Ketua Panitia Penyelenggara MTQ ke-54 tahun di Parenggean sekaligus Camat Parenggean Siyono memperkirakan, lebih dari 2.000 masyarakat, termasuk peserta menyaksikan pembukaan MTQ ke-54 tahun yang digelar di Lapangan Antang Tualan. Nama lapangan tersebut baru disahkan malam itu.
”Jalanan macet dari sore sampai malam ini. Diperkirakan lebih dari 2.000 masyarakat, termasuk peserta yang menonton pembukaan MTQ,” kata Siyono.
Lahan seluas 3,5 hektare milik Pemkab Kotim tersebut disiapkan selama tiga bulan oleh panitia. Dibantu beberapa perusahaan di wilayah Parenggean.
”Lapangan ini dulunya bukit. Diratakan oleh panitia penyelenggara dan didukung oleh beberapa perusahaan tambang dan perkebunan kelapa sawit. Selama tiga bulan kami mempersiapkan lapangan ini agar layak digunakan untuk lokasi acara pembukaan MTQ,” kata Siyono.
Selama ini Parenggean tak memiliki lapangan luas. Setiap kali ada acara, pihaknya hanya menggunakan lapangan SMA Negeri 1 Parenggean. ”Kami sangat bersyukur dan berterima kasih kepada semua pihak yang telah membantu dan mendukung kegiatan MTQ, terutama perusahaan yang sudah membantu mempersiapkan lapangan, sehingga sekarang kami memiliki lapangan yang luas,” katanya.
Dalam pembukaan MTQ, pihaknya juga membayar biaya penerangan lampu kepada PLN, sehingga lapangan menjadi terang menderang. ”Saya berharap ke depannya PLN dapat memperluas jaringan listrik, sehingga dapat menerangi lapangan ini untuk kegiatan dan acara apa pun,” ujarnya.
Delapan lampu sorot yang menjulang ke langit juga semakin menerangi lapangan. Panggung utama dihias sedemikian rupa. Siyono dinilai berhasil mempersiapkan pembukaan MTQ ke-54, sehingga acara berlangsung sukses.
”Alhamdulillah, malam ini Allah kabulkan doa saya dan doa kita semua. Cuaca cerah, tidak hujan. Saya berharap selama lima hari ke depan, mulai 28 Oktober sampai 1 November acara penutupan nantinya, cuaca cerah dan MTQ berlangsung lancar tanpa kendala,” ujarnya.
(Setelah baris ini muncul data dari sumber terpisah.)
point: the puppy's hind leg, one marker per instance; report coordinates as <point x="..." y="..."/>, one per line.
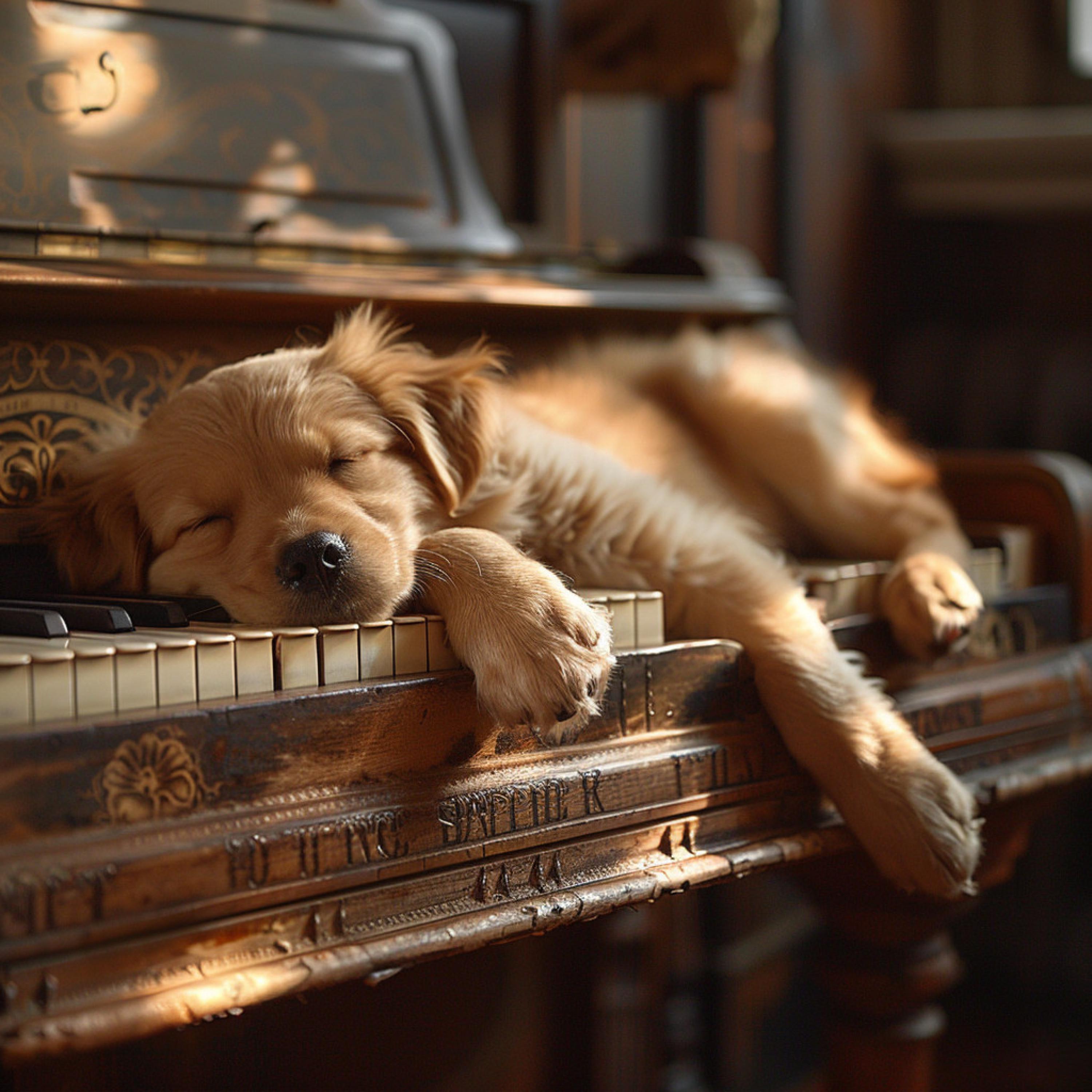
<point x="915" y="819"/>
<point x="912" y="815"/>
<point x="813" y="437"/>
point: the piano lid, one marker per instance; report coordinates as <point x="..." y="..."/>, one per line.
<point x="268" y="120"/>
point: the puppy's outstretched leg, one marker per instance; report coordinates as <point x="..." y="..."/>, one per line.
<point x="912" y="815"/>
<point x="814" y="439"/>
<point x="540" y="654"/>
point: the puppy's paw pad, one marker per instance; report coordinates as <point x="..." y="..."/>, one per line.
<point x="931" y="603"/>
<point x="924" y="832"/>
<point x="551" y="669"/>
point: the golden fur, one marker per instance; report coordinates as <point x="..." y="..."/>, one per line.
<point x="677" y="466"/>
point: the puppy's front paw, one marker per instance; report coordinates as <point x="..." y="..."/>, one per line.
<point x="931" y="826"/>
<point x="931" y="603"/>
<point x="547" y="665"/>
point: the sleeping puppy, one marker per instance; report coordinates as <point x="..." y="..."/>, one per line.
<point x="347" y="481"/>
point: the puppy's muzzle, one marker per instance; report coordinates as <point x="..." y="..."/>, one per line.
<point x="314" y="564"/>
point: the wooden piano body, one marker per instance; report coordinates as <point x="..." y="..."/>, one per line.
<point x="162" y="867"/>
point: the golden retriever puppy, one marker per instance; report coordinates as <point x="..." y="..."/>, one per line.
<point x="348" y="481"/>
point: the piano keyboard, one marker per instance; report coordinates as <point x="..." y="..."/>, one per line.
<point x="91" y="674"/>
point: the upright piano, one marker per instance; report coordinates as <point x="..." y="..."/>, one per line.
<point x="189" y="183"/>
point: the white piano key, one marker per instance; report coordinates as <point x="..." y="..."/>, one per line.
<point x="176" y="668"/>
<point x="440" y="657"/>
<point x="95" y="687"/>
<point x="135" y="670"/>
<point x="411" y="645"/>
<point x="92" y="670"/>
<point x="377" y="649"/>
<point x="254" y="656"/>
<point x="215" y="659"/>
<point x="53" y="677"/>
<point x="649" y="610"/>
<point x="340" y="652"/>
<point x="622" y="606"/>
<point x="295" y="657"/>
<point x="17" y="698"/>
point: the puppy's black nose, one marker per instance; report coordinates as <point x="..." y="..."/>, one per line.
<point x="314" y="563"/>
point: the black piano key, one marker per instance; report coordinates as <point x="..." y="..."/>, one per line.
<point x="27" y="622"/>
<point x="89" y="616"/>
<point x="161" y="614"/>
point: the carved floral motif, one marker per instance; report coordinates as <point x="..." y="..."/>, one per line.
<point x="153" y="778"/>
<point x="63" y="396"/>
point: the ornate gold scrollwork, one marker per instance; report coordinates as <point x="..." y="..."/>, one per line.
<point x="59" y="397"/>
<point x="154" y="777"/>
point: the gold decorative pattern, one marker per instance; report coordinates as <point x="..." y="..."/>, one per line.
<point x="154" y="778"/>
<point x="60" y="396"/>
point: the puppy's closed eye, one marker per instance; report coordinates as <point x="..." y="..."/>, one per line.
<point x="340" y="463"/>
<point x="207" y="521"/>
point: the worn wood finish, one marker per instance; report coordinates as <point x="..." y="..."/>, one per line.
<point x="162" y="870"/>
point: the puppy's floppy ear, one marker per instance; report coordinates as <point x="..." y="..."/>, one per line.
<point x="446" y="407"/>
<point x="92" y="526"/>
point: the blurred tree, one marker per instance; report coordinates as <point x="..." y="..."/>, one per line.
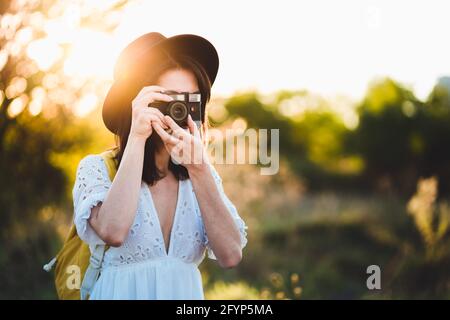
<point x="401" y="138"/>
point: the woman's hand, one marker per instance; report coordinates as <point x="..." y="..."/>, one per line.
<point x="143" y="116"/>
<point x="184" y="146"/>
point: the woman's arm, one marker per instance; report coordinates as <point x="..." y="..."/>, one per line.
<point x="223" y="234"/>
<point x="112" y="219"/>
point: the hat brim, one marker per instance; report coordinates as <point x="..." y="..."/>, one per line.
<point x="123" y="91"/>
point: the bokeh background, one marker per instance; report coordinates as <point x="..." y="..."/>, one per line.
<point x="358" y="89"/>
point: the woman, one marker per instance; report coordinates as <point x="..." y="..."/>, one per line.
<point x="162" y="211"/>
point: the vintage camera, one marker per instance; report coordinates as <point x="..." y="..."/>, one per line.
<point x="184" y="103"/>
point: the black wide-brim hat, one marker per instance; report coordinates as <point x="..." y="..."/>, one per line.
<point x="142" y="54"/>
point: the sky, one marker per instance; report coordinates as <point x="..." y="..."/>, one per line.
<point x="328" y="47"/>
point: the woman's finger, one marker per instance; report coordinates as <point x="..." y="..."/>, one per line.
<point x="193" y="127"/>
<point x="157" y="113"/>
<point x="152" y="88"/>
<point x="176" y="129"/>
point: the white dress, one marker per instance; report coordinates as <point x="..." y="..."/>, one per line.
<point x="142" y="268"/>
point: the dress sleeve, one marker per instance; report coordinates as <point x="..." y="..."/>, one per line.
<point x="240" y="223"/>
<point x="91" y="186"/>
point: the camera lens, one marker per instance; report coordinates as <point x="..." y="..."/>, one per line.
<point x="178" y="111"/>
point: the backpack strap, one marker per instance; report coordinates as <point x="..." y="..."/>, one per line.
<point x="95" y="262"/>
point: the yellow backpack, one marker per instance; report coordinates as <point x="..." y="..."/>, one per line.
<point x="77" y="269"/>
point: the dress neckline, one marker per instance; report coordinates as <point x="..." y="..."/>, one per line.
<point x="168" y="251"/>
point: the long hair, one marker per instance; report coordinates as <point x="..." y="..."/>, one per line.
<point x="150" y="173"/>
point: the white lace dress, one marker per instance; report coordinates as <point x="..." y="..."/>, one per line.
<point x="142" y="268"/>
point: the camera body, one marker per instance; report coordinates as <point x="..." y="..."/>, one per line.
<point x="184" y="103"/>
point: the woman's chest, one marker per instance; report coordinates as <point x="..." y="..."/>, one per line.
<point x="146" y="236"/>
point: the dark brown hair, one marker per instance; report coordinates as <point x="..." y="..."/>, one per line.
<point x="150" y="173"/>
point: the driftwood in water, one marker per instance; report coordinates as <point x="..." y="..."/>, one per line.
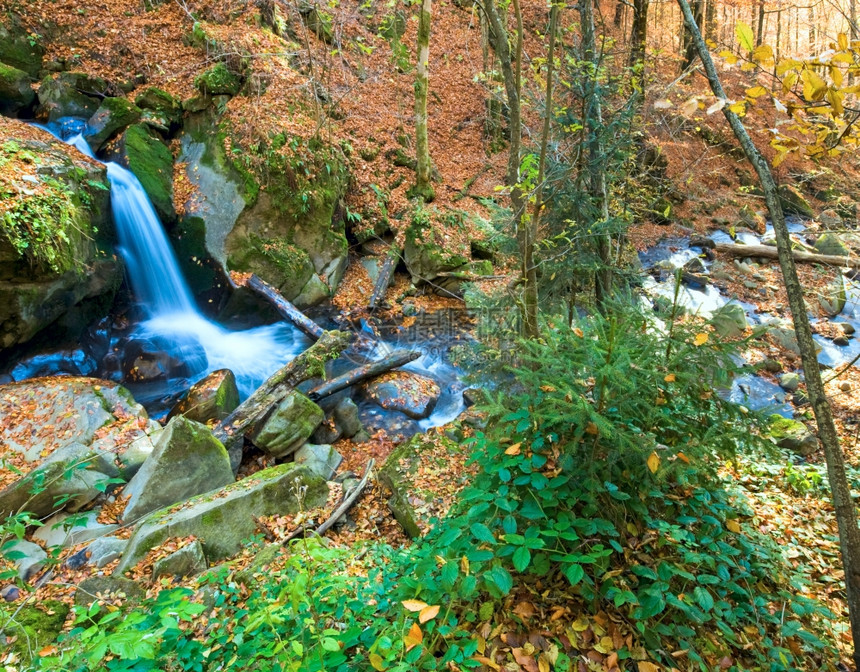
<point x="769" y="252"/>
<point x="392" y="361"/>
<point x="284" y="307"/>
<point x="307" y="365"/>
<point x="384" y="278"/>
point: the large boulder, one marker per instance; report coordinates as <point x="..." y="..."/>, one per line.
<point x="211" y="399"/>
<point x="223" y="519"/>
<point x="15" y="90"/>
<point x="288" y="426"/>
<point x="62" y="439"/>
<point x="56" y="258"/>
<point x="187" y="461"/>
<point x="142" y="151"/>
<point x="410" y="393"/>
<point x="72" y="94"/>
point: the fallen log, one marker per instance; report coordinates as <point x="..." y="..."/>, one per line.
<point x="307" y="365"/>
<point x="348" y="502"/>
<point x="384" y="278"/>
<point x="392" y="361"/>
<point x="769" y="252"/>
<point x="286" y="309"/>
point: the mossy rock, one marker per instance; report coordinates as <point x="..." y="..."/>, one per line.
<point x="34" y="627"/>
<point x="794" y="203"/>
<point x="18" y="48"/>
<point x="218" y="80"/>
<point x="113" y="115"/>
<point x="15" y="90"/>
<point x="150" y="160"/>
<point x="72" y="94"/>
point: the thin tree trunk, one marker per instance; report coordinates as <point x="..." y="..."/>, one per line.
<point x="596" y="166"/>
<point x="422" y="189"/>
<point x="843" y="505"/>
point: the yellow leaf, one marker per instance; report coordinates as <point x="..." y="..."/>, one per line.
<point x="428" y="613"/>
<point x="414" y="637"/>
<point x="414" y="605"/>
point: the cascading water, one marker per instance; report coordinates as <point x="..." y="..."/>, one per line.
<point x="173" y="323"/>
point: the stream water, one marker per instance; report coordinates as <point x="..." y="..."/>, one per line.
<point x="173" y="337"/>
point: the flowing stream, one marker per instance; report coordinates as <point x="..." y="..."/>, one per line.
<point x="173" y="325"/>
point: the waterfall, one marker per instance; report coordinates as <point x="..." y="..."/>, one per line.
<point x="174" y="324"/>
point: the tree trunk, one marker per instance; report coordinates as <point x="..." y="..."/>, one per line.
<point x="307" y="365"/>
<point x="593" y="119"/>
<point x="422" y="188"/>
<point x="284" y="307"/>
<point x="843" y="505"/>
<point x="357" y="375"/>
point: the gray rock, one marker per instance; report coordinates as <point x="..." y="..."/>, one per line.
<point x="322" y="460"/>
<point x="409" y="393"/>
<point x="789" y="382"/>
<point x="105" y="550"/>
<point x="187" y="461"/>
<point x="223" y="519"/>
<point x="831" y="243"/>
<point x="70" y="530"/>
<point x="187" y="561"/>
<point x="346" y="418"/>
<point x="104" y="588"/>
<point x="730" y="321"/>
<point x="289" y="426"/>
<point x="213" y="398"/>
<point x="28" y="557"/>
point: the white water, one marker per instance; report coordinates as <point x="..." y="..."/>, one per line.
<point x="174" y="322"/>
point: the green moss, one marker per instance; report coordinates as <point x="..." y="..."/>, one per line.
<point x="218" y="80"/>
<point x="152" y="163"/>
<point x="35" y="627"/>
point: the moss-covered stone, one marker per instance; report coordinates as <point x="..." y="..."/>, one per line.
<point x="223" y="519"/>
<point x="113" y="115"/>
<point x="15" y="90"/>
<point x="34" y="627"/>
<point x="218" y="80"/>
<point x="19" y="48"/>
<point x="152" y="163"/>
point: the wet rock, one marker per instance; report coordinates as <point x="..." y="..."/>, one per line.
<point x="730" y="321"/>
<point x="831" y="243"/>
<point x="830" y="219"/>
<point x="213" y="398"/>
<point x="72" y="94"/>
<point x="15" y="90"/>
<point x="789" y="381"/>
<point x="321" y="460"/>
<point x="794" y="203"/>
<point x="289" y="425"/>
<point x="187" y="561"/>
<point x="28" y="557"/>
<point x="113" y="115"/>
<point x="70" y="530"/>
<point x="409" y="393"/>
<point x="792" y="435"/>
<point x="187" y="461"/>
<point x="223" y="519"/>
<point x="107" y="588"/>
<point x="105" y="550"/>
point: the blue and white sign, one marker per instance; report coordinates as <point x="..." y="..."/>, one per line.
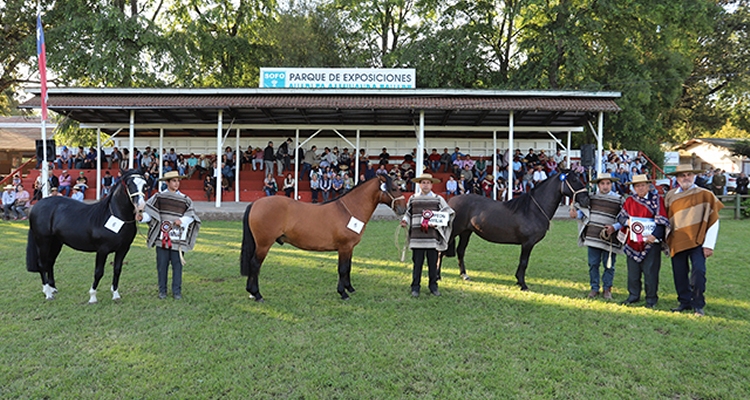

Sebelum Siyono menyampaikan laporannya, Bupati Kotim Halikinnor dan Wabup Kotim Irawati serta pejabat lainnya menyaksikan defile penampilan 985 peserta kafilah dari 17 Kecamatan yang mengikuti delapan cabang lomba dalam MTQ.
Pembukaan yang dijadwalkan pukul 19.00 WIB, dimulai pukul 20.20 WIB. Meskipun malam semakin larut, acara justru berlangsung semakin meriah dengan penampilan tari kolosal dari 616 siswa siswi SMA Negeri 1 Parenggean yang memenuhi Lapangan Antang Tualan.
Selama kurang lebih 35 menit, ratusan penari menampilkan tarian terbaiknya yang bertema, ”Gema Qur’ani di Bumi Habaring Hurung.” Penampilan itu disaksikan seluruh masyarakat dari berbagai sudut lapangan.
Setelahnya, ada lantunan ayat suci Alquran yang dibawakan sangat merdu oleh Raudah Sufianur asal Kalsel. Sejak usia remaja dia menorehkan beberapa prestasi, termasuk baru-baru ini pada Agustus 2023, memenangkan juara 2 MTQ antarbangsa di Kuala Lumpur.